A welcome vision of Grantham through local and other people’s rose coloured glasses.

That was the impression I had of the culmination of six weeks’ research by Flickbook Theatre Company recently.

Flickbook Theatre produced a piece of theatre inspired by Grantham. Photo copyright: Phil Crow.
Flickbook Theatre produced a piece of theatre inspired by Grantham.

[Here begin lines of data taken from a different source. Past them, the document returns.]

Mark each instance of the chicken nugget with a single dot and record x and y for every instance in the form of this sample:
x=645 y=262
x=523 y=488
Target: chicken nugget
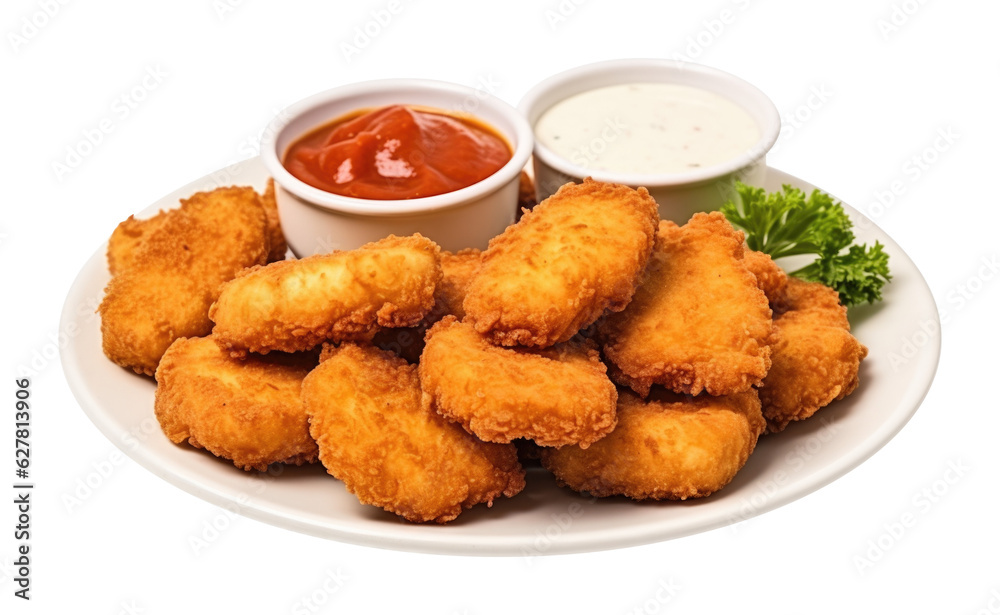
x=554 y=396
x=698 y=322
x=669 y=447
x=168 y=272
x=299 y=304
x=457 y=271
x=577 y=253
x=249 y=411
x=814 y=360
x=374 y=435
x=771 y=278
x=128 y=236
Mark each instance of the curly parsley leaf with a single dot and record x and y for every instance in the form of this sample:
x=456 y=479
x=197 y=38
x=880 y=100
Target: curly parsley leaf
x=789 y=223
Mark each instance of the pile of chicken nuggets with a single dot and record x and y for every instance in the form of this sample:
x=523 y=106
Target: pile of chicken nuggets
x=625 y=354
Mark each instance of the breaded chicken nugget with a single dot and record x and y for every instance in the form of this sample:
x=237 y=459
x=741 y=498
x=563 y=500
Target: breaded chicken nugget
x=554 y=396
x=698 y=322
x=576 y=254
x=365 y=413
x=814 y=360
x=669 y=447
x=771 y=278
x=169 y=273
x=129 y=235
x=457 y=271
x=299 y=304
x=249 y=411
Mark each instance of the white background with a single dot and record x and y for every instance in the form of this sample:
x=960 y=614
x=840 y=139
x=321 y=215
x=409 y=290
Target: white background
x=230 y=66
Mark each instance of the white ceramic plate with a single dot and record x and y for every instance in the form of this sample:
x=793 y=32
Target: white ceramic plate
x=902 y=334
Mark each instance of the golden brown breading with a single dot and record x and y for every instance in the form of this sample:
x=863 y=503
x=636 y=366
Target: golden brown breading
x=670 y=447
x=169 y=272
x=579 y=252
x=276 y=237
x=815 y=359
x=457 y=271
x=554 y=396
x=771 y=278
x=128 y=236
x=299 y=304
x=698 y=322
x=249 y=411
x=365 y=413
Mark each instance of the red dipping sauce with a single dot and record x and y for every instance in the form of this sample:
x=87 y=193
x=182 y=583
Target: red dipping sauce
x=397 y=152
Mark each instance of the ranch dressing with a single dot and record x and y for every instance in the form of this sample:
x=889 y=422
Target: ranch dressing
x=647 y=128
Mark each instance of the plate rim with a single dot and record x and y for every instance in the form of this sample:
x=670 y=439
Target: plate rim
x=486 y=545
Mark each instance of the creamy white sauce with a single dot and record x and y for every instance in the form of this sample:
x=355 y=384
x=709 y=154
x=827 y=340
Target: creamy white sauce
x=647 y=128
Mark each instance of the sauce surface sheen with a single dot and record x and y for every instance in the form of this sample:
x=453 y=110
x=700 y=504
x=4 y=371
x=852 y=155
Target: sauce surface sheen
x=647 y=128
x=397 y=152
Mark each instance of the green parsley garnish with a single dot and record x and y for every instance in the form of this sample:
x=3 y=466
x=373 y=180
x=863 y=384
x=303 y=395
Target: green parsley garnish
x=787 y=223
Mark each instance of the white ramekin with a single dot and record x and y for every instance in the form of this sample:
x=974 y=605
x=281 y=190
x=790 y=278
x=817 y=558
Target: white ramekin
x=316 y=221
x=678 y=194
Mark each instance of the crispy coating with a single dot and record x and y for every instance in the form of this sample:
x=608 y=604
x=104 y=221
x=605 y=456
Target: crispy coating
x=374 y=435
x=771 y=278
x=457 y=271
x=249 y=411
x=669 y=447
x=698 y=322
x=554 y=396
x=278 y=247
x=815 y=359
x=579 y=252
x=128 y=236
x=299 y=304
x=168 y=273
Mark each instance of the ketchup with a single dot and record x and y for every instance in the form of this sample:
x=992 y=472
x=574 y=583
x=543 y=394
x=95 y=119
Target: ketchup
x=397 y=152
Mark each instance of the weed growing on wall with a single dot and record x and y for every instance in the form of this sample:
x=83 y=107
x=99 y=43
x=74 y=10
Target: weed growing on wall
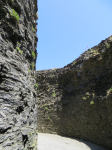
x=33 y=54
x=107 y=45
x=29 y=70
x=92 y=102
x=33 y=29
x=36 y=85
x=32 y=65
x=19 y=50
x=54 y=94
x=109 y=91
x=14 y=14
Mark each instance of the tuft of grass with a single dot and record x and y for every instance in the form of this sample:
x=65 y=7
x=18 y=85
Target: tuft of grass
x=19 y=50
x=84 y=98
x=109 y=91
x=29 y=70
x=14 y=14
x=92 y=102
x=107 y=45
x=33 y=29
x=46 y=108
x=74 y=62
x=33 y=54
x=54 y=94
x=36 y=85
x=32 y=65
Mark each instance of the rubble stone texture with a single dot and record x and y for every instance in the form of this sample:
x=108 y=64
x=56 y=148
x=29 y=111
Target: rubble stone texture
x=76 y=100
x=18 y=105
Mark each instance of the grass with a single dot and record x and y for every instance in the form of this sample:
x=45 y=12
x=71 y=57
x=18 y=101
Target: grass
x=74 y=62
x=29 y=70
x=36 y=85
x=14 y=14
x=109 y=91
x=19 y=50
x=33 y=54
x=32 y=65
x=107 y=45
x=54 y=94
x=46 y=108
x=92 y=102
x=33 y=29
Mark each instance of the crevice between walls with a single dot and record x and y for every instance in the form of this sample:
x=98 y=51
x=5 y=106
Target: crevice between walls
x=76 y=101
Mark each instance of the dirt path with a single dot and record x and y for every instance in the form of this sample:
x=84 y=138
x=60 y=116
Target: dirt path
x=56 y=142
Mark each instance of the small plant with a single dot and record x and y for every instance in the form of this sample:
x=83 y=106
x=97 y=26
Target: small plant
x=74 y=62
x=14 y=14
x=54 y=94
x=48 y=118
x=36 y=85
x=107 y=45
x=33 y=54
x=19 y=50
x=92 y=102
x=29 y=70
x=32 y=65
x=33 y=29
x=109 y=91
x=30 y=133
x=84 y=98
x=46 y=108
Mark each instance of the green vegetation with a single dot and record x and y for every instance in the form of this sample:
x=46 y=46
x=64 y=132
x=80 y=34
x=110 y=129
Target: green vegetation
x=92 y=102
x=46 y=108
x=48 y=118
x=107 y=45
x=33 y=54
x=109 y=91
x=33 y=29
x=84 y=98
x=14 y=14
x=74 y=62
x=54 y=94
x=19 y=50
x=29 y=70
x=32 y=65
x=36 y=85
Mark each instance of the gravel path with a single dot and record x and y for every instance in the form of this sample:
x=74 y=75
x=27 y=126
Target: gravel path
x=56 y=142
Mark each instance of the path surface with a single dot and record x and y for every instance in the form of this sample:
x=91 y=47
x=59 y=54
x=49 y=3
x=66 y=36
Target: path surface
x=56 y=142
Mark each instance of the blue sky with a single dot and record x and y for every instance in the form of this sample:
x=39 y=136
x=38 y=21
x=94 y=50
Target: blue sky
x=65 y=29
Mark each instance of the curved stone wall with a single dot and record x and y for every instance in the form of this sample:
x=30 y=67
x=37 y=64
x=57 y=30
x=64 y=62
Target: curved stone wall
x=18 y=105
x=76 y=101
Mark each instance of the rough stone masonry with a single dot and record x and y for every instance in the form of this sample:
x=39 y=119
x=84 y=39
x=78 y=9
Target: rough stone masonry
x=76 y=100
x=18 y=106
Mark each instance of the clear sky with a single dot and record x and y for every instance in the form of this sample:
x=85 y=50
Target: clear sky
x=66 y=27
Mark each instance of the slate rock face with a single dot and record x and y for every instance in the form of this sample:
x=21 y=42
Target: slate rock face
x=18 y=106
x=76 y=100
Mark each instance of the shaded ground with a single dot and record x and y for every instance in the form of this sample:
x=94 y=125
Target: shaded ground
x=56 y=142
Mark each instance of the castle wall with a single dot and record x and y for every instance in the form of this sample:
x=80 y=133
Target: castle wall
x=76 y=101
x=18 y=105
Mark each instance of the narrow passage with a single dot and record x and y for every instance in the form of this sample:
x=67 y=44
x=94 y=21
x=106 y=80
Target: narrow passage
x=56 y=142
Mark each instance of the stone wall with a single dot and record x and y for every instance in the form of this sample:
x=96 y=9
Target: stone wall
x=18 y=105
x=76 y=101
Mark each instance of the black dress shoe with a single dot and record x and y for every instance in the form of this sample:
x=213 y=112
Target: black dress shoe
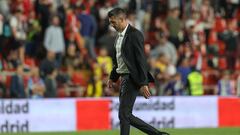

Photo copyright: Phil Crow.

Flickbook delved into the town’s rich history and heritage, whilst speaking to the community about what it means to be a real Granthamian.

The Lincolnshire based group’s aim was to come up with discoveries of challenges faced together with the community spirit that keeps the town special.

In fairness their performance at the Guildhall Arts Centre revealed their own members’ amazingly entertaining talents, ably assisted by local groups including St Peter’s Hill Players, Grantham Canal Society, folk singers and others.

The main focus was on how women who had achieved great things, had helped to make Grantham what it is today.

We were treated to the life story of Edith Smith in words and music, as the country’s first female policewoman, her success in helping “fallen’ girls while First World War soldiers were camped in Belton Park prior to departure for the Front, and the rest of her remarkable life’s work and problems.

The former scullery maid who invented Shavex and went on to become millionaire business woman Mrs van der Elst received similar treatment.

The tough life of bargee women came under the Flickbook microscope with help from some fine acting, plus creative folk singing from the Grantham Canal Society.

The ensemble tried a little too hard to be fair to the late Maggie Thatcher in my opinion, presenting me with the impression of a mischievous angel rather than the controversial political figure she actually became.

Flickbook’s artistic director Tom Briggs said afterwards they were expected to give a good impression of places they visited, but acknowledged my view that you could have too much of a good thing.

All-in-all a good night out helped along with some scrumptious free cake and coffee.